• Adverse Action Claim Dismissed after Employer Found to Have No Knowledge of Employee's Depression
  • December 7, 2015 | Author: Adam Salter
  • Law Firm: Jones Day - Sydney, New South Wales Office
  • In Kubat v Northern Health [2015] FCCA 3050 (17 November 2015), the Federal Court dismissed an employee's claim that disciplinary action taken against her and her eventual dismissal amounted to unlawful adverse action taken due to her mental illness.

    Factual Background. The employee worked as a hospital-based Turkish interpreter. Throughout 2011-2012, Northern Health gave the employee various warnings and engaged in disciplinary meetings with the employee regarding her repeated lateness and absences from work. The employee told her managers that she had personal issues and "was not well in herself" but did not disclose her depression diagnosis.

    In late 2012, Northern Health received medical evidence that the employee was suffering from depression and could return to work for only one half day per week and only if Northern Health could guarantee that she would not encounter undue stress or tension. Northern Health refused to allow the employee to return to work and eventually dismissed the employee in May 2014 on the basis that it could not accommodate those conditions.

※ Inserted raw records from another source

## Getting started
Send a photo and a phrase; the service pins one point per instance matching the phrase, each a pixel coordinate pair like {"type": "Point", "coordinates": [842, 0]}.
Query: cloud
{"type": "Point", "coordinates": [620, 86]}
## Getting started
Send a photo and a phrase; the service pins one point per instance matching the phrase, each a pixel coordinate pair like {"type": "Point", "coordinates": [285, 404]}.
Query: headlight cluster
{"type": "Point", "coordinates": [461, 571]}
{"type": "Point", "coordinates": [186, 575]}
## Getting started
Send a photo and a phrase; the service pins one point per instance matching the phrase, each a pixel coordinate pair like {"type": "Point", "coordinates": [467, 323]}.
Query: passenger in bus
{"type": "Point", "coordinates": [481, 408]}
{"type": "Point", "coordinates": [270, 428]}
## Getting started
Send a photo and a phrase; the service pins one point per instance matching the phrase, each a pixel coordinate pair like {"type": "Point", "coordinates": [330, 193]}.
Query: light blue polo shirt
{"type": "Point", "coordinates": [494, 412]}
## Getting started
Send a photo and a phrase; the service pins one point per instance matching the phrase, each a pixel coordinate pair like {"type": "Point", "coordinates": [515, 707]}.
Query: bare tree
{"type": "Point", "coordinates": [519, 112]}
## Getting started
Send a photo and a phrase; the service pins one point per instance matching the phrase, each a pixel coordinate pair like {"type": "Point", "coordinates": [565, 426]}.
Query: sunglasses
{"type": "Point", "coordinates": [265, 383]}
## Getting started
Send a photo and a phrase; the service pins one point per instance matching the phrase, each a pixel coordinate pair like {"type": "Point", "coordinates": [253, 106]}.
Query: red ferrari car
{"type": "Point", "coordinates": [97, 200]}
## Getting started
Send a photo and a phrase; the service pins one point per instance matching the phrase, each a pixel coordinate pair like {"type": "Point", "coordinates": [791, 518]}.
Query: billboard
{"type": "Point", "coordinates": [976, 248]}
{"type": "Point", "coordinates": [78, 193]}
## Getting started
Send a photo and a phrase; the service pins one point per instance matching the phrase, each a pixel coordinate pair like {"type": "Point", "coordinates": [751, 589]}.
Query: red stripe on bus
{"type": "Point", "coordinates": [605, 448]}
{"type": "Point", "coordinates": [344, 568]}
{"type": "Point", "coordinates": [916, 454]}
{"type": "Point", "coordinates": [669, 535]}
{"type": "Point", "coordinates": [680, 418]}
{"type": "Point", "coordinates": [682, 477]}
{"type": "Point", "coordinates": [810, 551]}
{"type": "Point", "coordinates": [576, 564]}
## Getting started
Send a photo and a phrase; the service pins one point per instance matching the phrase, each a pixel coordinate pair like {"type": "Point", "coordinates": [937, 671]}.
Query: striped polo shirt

    Legal Background. Firstly, the employee claimed that prior to her dismissal, Northern Health had taken unreasonable disciplinary action in the form of disciplinary meetings and warnings. The employee argued that the action was unlawful adverse action because it was taken against her because of her mental disability, which is a prohibited reason under section 351 of the Fair Work Act 2009 (Cth) ("Act").

    Second, the employee argued that her dismissal constituted unlawful adverse action taken because of her mental disability. However, as a defence, the employer relied on section 351(2)(b) of the Act, which states that the prohibition in section 351 does not apply to action "taken because of the inherent requirements of the particular position".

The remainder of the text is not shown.